Wo der Markt jetzt steht

Im Jahr 2020 schloss sich Arxan mit CollabNet VersionOne, XebiaLabs, Experitest und Numerify zusammen, um Digital.aiDer Name Arxan ist in Kreisen der Anwendungssicherheit weiterhin wohlbekannt, und die Technologie entwickelt sich ständig weiter.

Käufer betreten den Markt heute zu unterschiedlichen Zeitpunkten und mit unterschiedlichen Rahmenbedingungen. Einige haben die Bedrohung – Betrugsverluste, Softwarepiraterie, Probleme mit der Wettbewerbsanalyse – selbst erlebt. Andere reagieren auf Fragen der Geschäftsleitung oder Sicherheitsanforderungen von Anbietern. Wieder andere beginnen erst jetzt, sich zu fragen, ob ihre Anwendungen Schutz benötigen.

Der Markt ist ausgereift, und diese Reife bedeutet, dass mehr Organisationen als je zuvor geschützt sind.

Was wir gelernt haben

Die Bedrohung an sich hat sich nicht grundlegend verändert. Angreifer mit Zugriff auf Ihre Anwendung – seien es staatliche Labore oder motivierte Einzelpersonen mit frei verfügbaren Tools – werden sie analysieren. Geändert hat sich lediglich, wer darauf achtet.

Vor 25 Jahren war der Schutz von Anwendungen ein reines Verteidigungsthema. Heute erstreckt er sich über Finanzdienstleistungen, Spieleentwicklung, Fertigung, Gesundheitswesen und viele weitere Branchen. Die Tools haben sich weiterentwickelt – einfachere Bereitstellung, bessere Analyse, weniger Konfigurationsaufwand. Doch das Kernproblem bleibt bestehen: Wertvolle Logik und Daten befinden sich in Software, die in Umgebungen läuft, die Sie nicht kontrollieren.
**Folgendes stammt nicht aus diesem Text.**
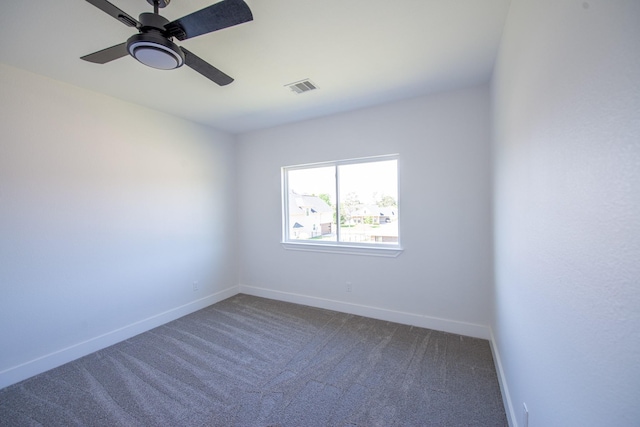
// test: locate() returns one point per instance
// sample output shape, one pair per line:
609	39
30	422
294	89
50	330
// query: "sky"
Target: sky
364	179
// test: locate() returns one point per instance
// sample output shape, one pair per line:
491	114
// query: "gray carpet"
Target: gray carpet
250	361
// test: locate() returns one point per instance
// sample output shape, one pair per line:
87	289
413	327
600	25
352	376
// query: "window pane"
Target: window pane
312	200
369	202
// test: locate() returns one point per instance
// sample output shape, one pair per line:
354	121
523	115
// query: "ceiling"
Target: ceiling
358	52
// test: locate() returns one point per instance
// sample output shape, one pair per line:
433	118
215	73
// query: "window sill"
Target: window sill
388	252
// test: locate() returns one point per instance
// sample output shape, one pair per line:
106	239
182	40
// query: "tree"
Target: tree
348	206
326	198
387	201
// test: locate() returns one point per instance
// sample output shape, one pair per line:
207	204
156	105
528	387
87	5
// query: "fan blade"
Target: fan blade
206	69
110	9
109	54
224	14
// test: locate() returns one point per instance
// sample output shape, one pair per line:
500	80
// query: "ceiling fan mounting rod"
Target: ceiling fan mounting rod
158	4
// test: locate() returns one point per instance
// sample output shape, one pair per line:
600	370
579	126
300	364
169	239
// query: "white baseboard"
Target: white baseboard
502	381
52	360
422	321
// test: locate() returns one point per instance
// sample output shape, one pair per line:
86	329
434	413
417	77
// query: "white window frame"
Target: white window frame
358	248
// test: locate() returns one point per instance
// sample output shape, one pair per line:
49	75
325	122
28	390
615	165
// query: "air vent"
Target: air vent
302	86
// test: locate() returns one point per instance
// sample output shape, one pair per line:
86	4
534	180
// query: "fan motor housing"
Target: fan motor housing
155	51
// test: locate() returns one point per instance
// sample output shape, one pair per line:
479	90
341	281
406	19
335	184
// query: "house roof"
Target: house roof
298	203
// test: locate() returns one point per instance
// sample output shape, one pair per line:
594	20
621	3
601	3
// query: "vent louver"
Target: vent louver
302	86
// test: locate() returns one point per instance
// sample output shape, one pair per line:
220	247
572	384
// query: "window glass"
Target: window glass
351	202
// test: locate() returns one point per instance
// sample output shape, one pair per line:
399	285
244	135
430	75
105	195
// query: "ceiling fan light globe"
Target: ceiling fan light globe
155	52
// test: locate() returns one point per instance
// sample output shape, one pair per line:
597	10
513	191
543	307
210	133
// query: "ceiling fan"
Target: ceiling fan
154	46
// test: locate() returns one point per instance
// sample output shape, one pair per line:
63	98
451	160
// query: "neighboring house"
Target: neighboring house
309	216
372	214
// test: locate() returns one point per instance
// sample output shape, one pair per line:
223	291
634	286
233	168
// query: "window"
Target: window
345	206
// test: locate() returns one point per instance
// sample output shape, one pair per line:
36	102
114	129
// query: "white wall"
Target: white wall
108	213
567	211
444	277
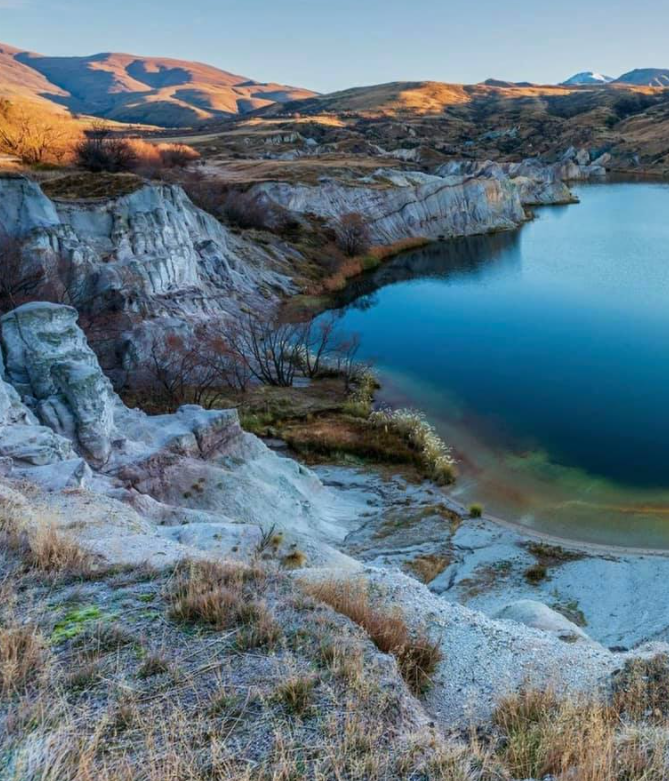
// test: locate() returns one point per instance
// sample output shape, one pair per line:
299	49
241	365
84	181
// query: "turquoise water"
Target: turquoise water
542	356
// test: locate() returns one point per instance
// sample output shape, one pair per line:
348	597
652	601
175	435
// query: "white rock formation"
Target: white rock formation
536	183
397	205
157	489
145	261
195	472
539	616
Wir haben mit Käufern in jeder Phase dieser Reifekurve zusammengearbeitet. Mit denen, die früh einstiegen, weil sie schlechte Erfahrungen gemacht hatten. Mit denen, die später kamen, weil ihre Branche aufgeholt hatte. Und mit denen, die sich gerade erst mit dieser Frage auseinandersetzen.

Wir haben festgestellt, dass der Einstiegspunkt weniger wichtig ist als die Bereitschaft, das eigene Risiko zu verstehen. Wir sind lange genug in diesem Bereich tätig, um bei diesem Gespräch zu helfen, egal wo es beginnt.